В эту самую минуту Лидия наклоняется и резко задувает свечу, а потом громко хохочет в полной темноте. Пахнет дымом и воском, я чувствую, как тает на щеке ласковое прикосновение теплого воздуха, навсегда запоминается кожей, как пощечина, полученная по заслугам. Лидия смеется так беззаботно, что я ощущаю себя обманутым. Становятся видны черные еловые верхушки за окном, пронизывающая темнота глубокой лесной зимы, которая околдовывает тебя, от которой почти невозможно проснуться. Вьюга прошла, и я подмечаю одну звезду за другой, как будто подправляю гвоздями и молотком небо над своим лесом, крышу над своим домом. Если бы не было слышно, как внизу хлопают двери и визгливо, нехорошо, по-скандальному скрипят половицы, то здесь, в комнате Лидии, я обрел бы вновь свою тишину.
— Прости, — говорит Лидия. — Глупо, что я задула свечку. Я слышу, как она поднимается и, мягко шаркая носками, идет к лампе, чтобы щелкнуть выключателем. Но через минуту она возвращается, заливисто треща спичечным коробком в кулаке, как каким-нибудь невиданным музыкальным инструментом, резко чиркает спичкой и снова почему-то зажигает свечу. Ладонь, которой она прикрывает спичку от сквозняка, кажется красной и морщинистой, как у индейской женщины с книжной картинки.

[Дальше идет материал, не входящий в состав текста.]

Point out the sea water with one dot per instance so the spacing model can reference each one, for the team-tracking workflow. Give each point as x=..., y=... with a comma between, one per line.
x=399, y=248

— Почему ты не зажжешь лампу?
— Почему он решил, что это я? — спросила она, не услышав мой вопрос. — Что я сыплю песок ему в постель и пса куда-то подевала. Меня это совсем замучило. Почему он так решил?
Я не знаю, что ей ответить. Она продолжает:
— Я знаю, почему. Потому что он видит, что мне все здесь осточертело, а про себя того же самого сказать не может. Он гордый до умопомешательства, вот он какой.

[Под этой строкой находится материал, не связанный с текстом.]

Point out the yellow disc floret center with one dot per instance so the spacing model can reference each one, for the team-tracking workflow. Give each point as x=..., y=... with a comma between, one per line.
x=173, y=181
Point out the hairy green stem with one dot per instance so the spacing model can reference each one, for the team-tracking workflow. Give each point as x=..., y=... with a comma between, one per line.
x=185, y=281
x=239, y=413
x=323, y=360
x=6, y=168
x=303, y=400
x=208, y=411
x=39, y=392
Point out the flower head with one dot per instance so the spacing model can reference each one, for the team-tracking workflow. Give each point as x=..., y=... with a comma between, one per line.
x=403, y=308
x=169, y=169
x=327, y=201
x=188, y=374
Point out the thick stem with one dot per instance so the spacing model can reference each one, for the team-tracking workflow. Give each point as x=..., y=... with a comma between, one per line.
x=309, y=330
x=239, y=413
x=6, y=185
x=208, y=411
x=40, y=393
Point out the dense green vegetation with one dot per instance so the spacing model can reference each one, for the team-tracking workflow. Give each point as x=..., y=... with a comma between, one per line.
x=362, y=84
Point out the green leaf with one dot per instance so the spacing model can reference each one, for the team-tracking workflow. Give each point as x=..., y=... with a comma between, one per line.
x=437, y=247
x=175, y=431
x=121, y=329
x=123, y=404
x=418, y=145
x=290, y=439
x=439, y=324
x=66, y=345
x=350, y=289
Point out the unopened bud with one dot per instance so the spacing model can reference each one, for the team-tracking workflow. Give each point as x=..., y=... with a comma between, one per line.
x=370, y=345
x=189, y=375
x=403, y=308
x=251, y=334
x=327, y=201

— Мне кажется, это для Ланцелота чересчур.
— Чересчур что?
— Чересчур сложно, — вздыхаю я.
— Э, нет, — качает головой Лидия. — Знаешь, как он живет? Вот ты скачешь через степь на коне, на рассвете, а на каждой травинке натянута паутина и ловит солнце в свой жемчужный прицел. Ты скачешь и впускаешь в себя ветер, как в дом, в котором такая печаль или такая радость, что никто не запирает дверей и окон. Этот ветер тебя как будто разрывает изнутри, не оставляет тебе самому места. Штаны в росе до колен, хоть выжимай. А к концу дня ты, может, живым и не доберешься. Тут волей-неволей от гордости ошалеешь. Знаешь, проспиртуешься ей, чтобы не так страшно было, и это лучше самой крепкой выпивки. Слишком уж вплотную подходишь к жизни, ничто тебя от нее не отделяет, никакие мелочи. Понимаешь или нет?
Темные волосы Лидии опускаются ей на плечи и с плеч свисают почти до колен, они растрепались, а сама Лидия сидит по-турецки, и это придает ей очень загадочный вид. Лидия — поэтесса, она сама не понимает, что говорит. Где уж мне.

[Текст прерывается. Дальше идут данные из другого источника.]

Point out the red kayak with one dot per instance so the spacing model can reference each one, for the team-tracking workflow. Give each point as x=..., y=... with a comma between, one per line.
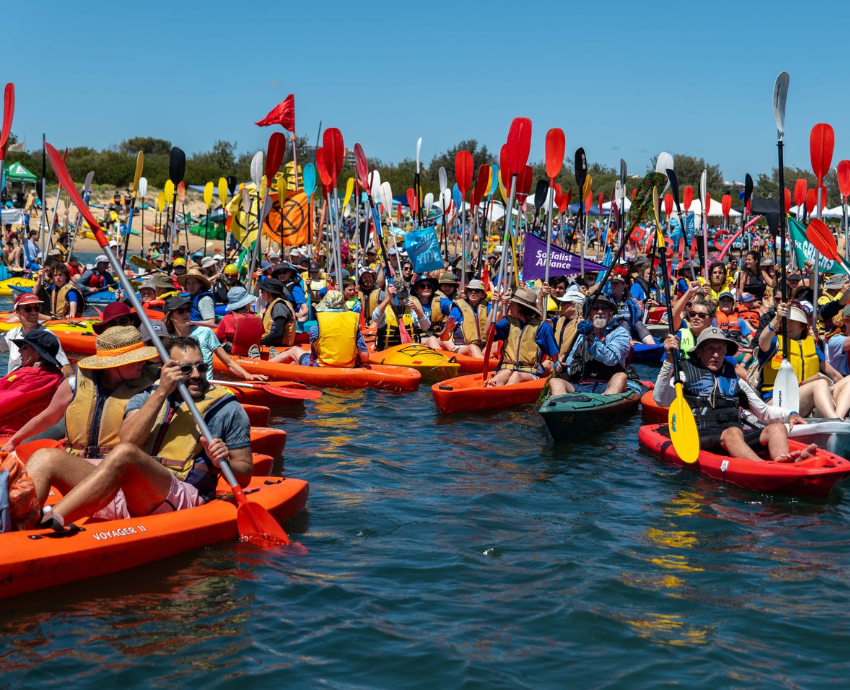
x=468, y=394
x=813, y=477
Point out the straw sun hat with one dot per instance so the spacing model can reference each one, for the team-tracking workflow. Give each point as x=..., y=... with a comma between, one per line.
x=118, y=346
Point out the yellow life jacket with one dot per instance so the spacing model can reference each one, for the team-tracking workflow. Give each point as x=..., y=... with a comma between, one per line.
x=520, y=352
x=289, y=331
x=59, y=304
x=436, y=315
x=337, y=342
x=565, y=334
x=176, y=441
x=801, y=354
x=92, y=422
x=474, y=322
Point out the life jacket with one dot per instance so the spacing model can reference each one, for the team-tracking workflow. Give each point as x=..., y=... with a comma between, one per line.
x=436, y=315
x=59, y=304
x=585, y=368
x=289, y=330
x=368, y=302
x=565, y=334
x=520, y=351
x=801, y=354
x=390, y=335
x=714, y=398
x=248, y=330
x=474, y=321
x=730, y=325
x=176, y=442
x=196, y=313
x=751, y=316
x=92, y=421
x=337, y=343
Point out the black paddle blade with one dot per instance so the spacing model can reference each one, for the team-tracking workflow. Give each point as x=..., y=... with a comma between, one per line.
x=674, y=183
x=581, y=172
x=177, y=166
x=540, y=193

— Я завидую ему, конечно, — произносит Лидия спокойно. — Конечно, завидую. Но люблю — тебя.
Знаете, что меня во всем этом больше всего бесило? То, что они все так и норовили меня как-нибудь одурачить. То по мелочи — спереть у меня с кухни штук пять блинчиков до вечернего чая, например, или разбить что-нибудь нечаянно, а потом выбросить осколки и делать эдакое невинное лицо, что так и хочется плюнуть. А то вот как Лидия и вообще весь этот заговор — тут уже жульничество покрупнее и, что уж тут скрывать, значительно увлекательнее. А понадобилось им внушить мне всю эту романтическую туфту только затем, чтобы потом надо мной вволю поиздеваться. Ну разве не гнусность?